Suddenly, when the pandemic came, all those reasons felt obsolete, my priorities had dramatically altered and I found clarity for the first time. It didn’t matter if my edges were laid or my braids were swinging down my back, now it mattered if I felt happy or anxious, when I was cooking dinner, and if I was sleeping well.
So I did my research, spending hours on YouTube watching Black women tending to their hair. I found out why Black people don’t call this style dreadlocks but instead “locs” because of the implications of the word “dread.” I found out that, for Rastafarians, locs are spiritual – it’s a lifestyle, not just a hairstyle, and it’s one of the oldest in the world. I learnt that there are so many ways to loc your hair, from the neat sisterlocks all the way to freeform locs. In the quietness of lockdown, physically separated from my community, I found a new one online.

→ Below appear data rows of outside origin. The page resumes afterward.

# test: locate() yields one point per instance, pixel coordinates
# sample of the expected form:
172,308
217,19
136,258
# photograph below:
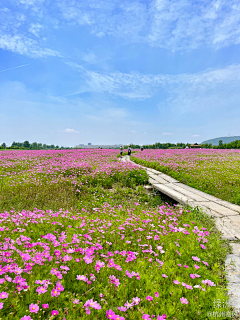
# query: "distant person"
121,150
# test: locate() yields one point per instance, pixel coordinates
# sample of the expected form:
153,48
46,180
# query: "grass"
62,212
216,172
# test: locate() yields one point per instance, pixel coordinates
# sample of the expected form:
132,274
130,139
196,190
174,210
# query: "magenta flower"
40,290
59,287
33,308
76,301
184,300
54,313
26,318
3,295
110,314
176,281
146,317
55,292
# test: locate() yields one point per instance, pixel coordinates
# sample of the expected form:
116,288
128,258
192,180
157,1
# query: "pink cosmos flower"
88,259
3,295
136,300
54,313
76,301
40,290
196,259
110,314
59,287
33,308
55,292
183,300
92,304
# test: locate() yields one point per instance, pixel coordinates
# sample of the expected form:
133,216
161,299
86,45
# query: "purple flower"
183,300
3,295
33,308
54,313
146,317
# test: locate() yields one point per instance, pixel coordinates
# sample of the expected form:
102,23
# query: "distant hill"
215,141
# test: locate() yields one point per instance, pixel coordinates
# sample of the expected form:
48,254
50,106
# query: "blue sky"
108,71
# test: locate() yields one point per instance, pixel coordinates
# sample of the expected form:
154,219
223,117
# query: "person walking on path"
121,150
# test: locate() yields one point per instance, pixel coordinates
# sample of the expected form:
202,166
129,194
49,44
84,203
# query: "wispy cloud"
169,24
23,65
25,46
212,90
71,131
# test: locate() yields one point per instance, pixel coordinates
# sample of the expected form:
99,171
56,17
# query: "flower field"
81,239
216,172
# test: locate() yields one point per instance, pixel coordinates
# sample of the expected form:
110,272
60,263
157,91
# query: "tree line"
26,145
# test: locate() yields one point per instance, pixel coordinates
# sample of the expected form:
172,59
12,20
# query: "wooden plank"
179,197
187,193
158,178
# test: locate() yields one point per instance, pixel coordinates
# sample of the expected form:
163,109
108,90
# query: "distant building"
102,146
195,146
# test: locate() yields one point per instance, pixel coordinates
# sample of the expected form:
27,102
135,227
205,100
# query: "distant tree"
26,144
34,146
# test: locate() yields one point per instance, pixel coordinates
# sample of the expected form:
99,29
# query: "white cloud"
211,90
35,29
25,46
71,131
168,24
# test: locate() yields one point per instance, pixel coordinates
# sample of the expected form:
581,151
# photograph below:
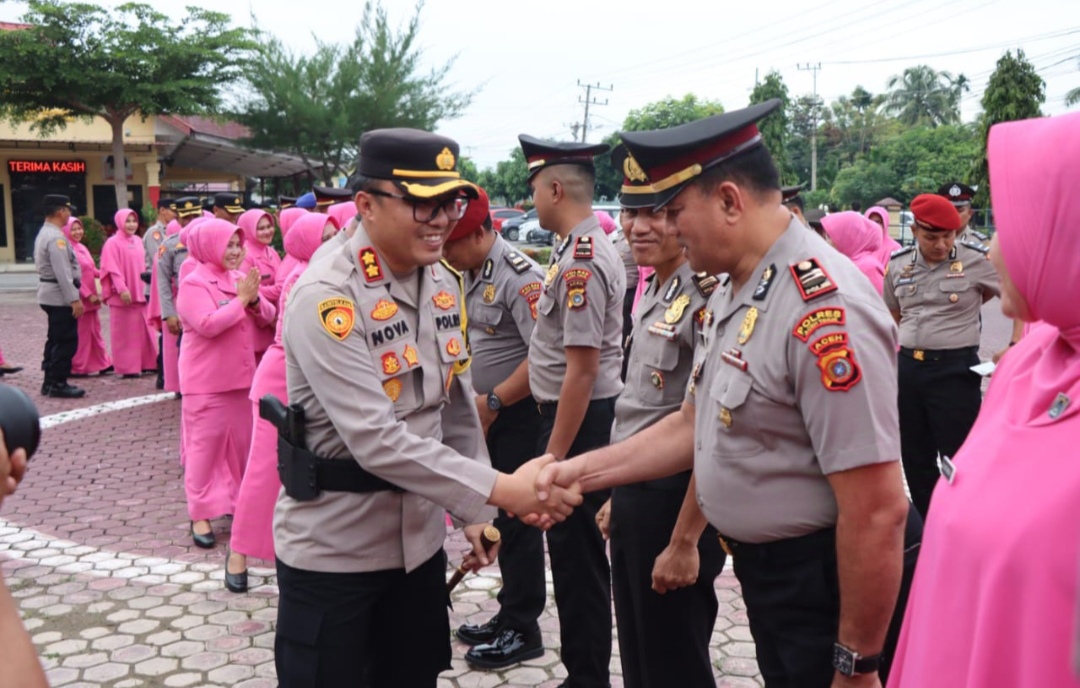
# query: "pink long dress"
264,257
92,356
253,522
994,599
217,365
123,260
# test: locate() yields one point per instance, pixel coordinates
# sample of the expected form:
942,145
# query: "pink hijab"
888,243
607,223
288,217
1034,166
208,244
342,213
860,240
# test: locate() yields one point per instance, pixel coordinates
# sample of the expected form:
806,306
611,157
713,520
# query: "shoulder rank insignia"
674,312
975,246
444,300
761,289
337,315
672,289
518,264
705,283
901,252
811,279
583,248
369,265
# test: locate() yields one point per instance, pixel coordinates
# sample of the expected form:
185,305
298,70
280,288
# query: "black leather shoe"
478,634
205,541
234,582
64,391
509,647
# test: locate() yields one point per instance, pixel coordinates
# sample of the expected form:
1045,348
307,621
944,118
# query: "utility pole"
590,100
813,132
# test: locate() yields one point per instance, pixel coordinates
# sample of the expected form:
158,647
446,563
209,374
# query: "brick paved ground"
95,548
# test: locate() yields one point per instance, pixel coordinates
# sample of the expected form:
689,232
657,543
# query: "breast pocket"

Although it’s only been two months, I’m already more in love with my hair than I have ever been before. I relish not having to crane my neck to stop it from getting wet in the shower; I don’t recoil in horror when it starts to rain and I have no brolly; and so far I’ve barely spent any money on my hair.
I have found freedom and liberation through my hair in a time when our freedom has been stripped away.

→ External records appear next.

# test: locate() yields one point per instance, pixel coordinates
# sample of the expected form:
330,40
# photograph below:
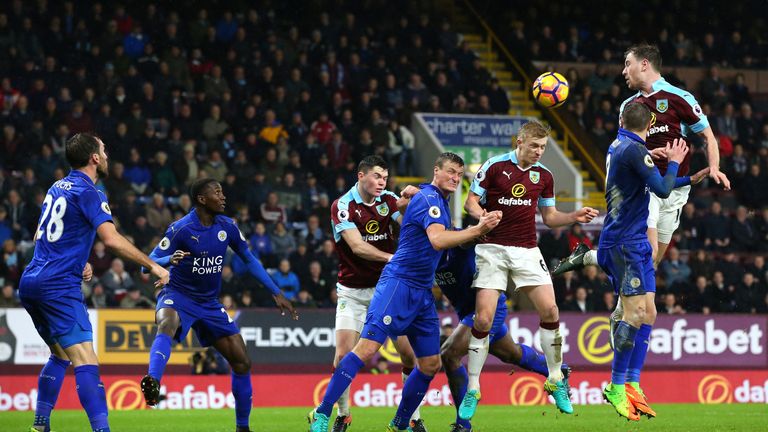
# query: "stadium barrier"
677,342
18,393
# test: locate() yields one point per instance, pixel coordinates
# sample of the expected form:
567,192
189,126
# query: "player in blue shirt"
403,303
73,213
454,277
624,252
195,246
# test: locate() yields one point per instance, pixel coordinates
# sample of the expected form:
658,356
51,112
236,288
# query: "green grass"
700,418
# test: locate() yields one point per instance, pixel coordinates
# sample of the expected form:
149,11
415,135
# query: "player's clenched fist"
676,150
489,221
586,214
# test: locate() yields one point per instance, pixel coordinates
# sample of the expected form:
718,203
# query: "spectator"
743,234
100,259
283,242
717,229
286,280
674,270
135,300
580,301
116,280
671,306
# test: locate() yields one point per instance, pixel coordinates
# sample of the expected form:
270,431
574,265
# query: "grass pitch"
699,418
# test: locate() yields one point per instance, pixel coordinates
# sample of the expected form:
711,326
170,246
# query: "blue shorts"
398,309
60,316
499,327
210,320
629,268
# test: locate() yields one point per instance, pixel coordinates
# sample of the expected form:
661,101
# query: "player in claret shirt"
362,228
402,303
516,184
195,246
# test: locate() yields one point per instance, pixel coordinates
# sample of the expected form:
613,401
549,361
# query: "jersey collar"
82,175
430,186
356,195
631,135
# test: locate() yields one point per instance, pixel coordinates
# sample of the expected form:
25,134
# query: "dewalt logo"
593,340
125,337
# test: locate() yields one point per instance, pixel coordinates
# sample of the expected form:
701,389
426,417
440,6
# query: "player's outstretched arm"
472,205
118,244
362,248
554,218
442,239
713,157
662,186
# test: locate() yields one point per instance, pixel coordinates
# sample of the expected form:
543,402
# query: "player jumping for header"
516,183
624,252
403,303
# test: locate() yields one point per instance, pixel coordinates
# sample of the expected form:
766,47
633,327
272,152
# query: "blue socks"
457,382
343,375
159,355
243,392
623,346
415,388
48,387
533,361
638,354
90,390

Looking back, it's clear to me why this decision about my hair coincided with one of the biggest global events of my life. This has been a defining moment in so many of our lives, and while it’s been difficult, and of course I am privileged to be healthy and safe, when will we be given this kind of pause in our lives again? Taking time to decentre my understanding of my hair and what it means to me has really changed the way I view myself. Through this experience, I have found freedom and liberation in a time when our freedom has been stripped away – and I'll always be grateful for that.